Ist also wirklich nirgends sonst "die Ablehnung des anderen tiefer in Politik und Kultur verankert", wie der Politologe Michael Lührmann schreibt? Es könnte zumindest erklären helfen, warum im Falle echter oder angeblicher Bedrohungen das gebrochene deutsche Selbstbewusstsein, die typische Selbsthassliebe, die sprichwörtliche Nervosität und Unsicherheit sowie der Hang zur Hysterie in Sachsen schnell auflodert, wo er andernorts "nur" schwelt oder stichflammt: Eben weil in vielen Dingen die Sachsen Deutsche hoch zwei sind.
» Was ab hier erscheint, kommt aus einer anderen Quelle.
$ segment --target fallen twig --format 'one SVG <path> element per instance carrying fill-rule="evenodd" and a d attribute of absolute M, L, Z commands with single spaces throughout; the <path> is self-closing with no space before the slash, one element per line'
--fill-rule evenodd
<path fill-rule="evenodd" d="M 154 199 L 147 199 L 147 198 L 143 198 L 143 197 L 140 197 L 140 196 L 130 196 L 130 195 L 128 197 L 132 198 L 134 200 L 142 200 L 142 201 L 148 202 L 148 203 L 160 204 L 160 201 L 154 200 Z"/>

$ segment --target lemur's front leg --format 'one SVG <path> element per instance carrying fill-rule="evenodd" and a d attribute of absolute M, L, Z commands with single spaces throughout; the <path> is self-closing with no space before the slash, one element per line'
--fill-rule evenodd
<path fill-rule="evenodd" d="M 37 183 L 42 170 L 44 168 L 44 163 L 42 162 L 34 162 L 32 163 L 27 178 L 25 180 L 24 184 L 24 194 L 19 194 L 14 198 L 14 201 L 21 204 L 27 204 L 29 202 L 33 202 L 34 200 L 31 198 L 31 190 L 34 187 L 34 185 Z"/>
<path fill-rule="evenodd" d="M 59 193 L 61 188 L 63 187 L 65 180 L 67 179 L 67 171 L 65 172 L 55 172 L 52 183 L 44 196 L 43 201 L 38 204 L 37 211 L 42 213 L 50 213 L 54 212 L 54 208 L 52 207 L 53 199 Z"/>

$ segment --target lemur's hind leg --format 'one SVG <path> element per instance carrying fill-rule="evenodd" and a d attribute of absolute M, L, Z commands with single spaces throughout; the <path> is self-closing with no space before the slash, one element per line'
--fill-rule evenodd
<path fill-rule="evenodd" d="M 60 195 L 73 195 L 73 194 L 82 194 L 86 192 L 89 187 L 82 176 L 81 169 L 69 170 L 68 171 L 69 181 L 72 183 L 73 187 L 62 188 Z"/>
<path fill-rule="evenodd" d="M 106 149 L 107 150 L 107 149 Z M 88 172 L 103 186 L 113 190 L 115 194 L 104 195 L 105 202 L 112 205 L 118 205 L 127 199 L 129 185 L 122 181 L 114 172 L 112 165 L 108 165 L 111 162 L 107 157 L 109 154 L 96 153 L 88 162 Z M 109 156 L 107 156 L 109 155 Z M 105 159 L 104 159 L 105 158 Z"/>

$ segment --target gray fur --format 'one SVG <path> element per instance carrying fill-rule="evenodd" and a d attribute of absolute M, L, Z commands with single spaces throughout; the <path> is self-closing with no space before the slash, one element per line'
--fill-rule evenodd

Zwar funktioniert das Von-sich-selbst-Ablenken des restdeutschen Sachsen-Ba shing bestens: Alles redet von Clausnitz und Bautzen, niemand von Winsen. Doch die wahren Urheber dieser schrillen Begleitmusik sind nun mal Sachsen. Woraus die Verpflichtung folgt, Fremdenhass und Rassismus hier energischer und deutlicher vorzubeugen und in Wort wie Tat entgegenzutreten. Ob das geschehen wird, ist mit Blick auf das bisherige Verhalten der Landespolitik indes mehr als fraglich.

Umso dringender klang der Wunsch in Peter Richters Rede für Dresden und Sachsen: "Dass man das, was man zu kennen meint, noch mal ganz neu anschaut und prüft, ob es nur ein Modell für das Problem abgibt oder ... für eine Art von Lösung." Denn so oder so können nur die Sachsen selbst beweisen, dass Alfred von Haller vor 250 Jahren doch recht hatte: "Die Sachsen sind nicht böser als alle anderen Völker."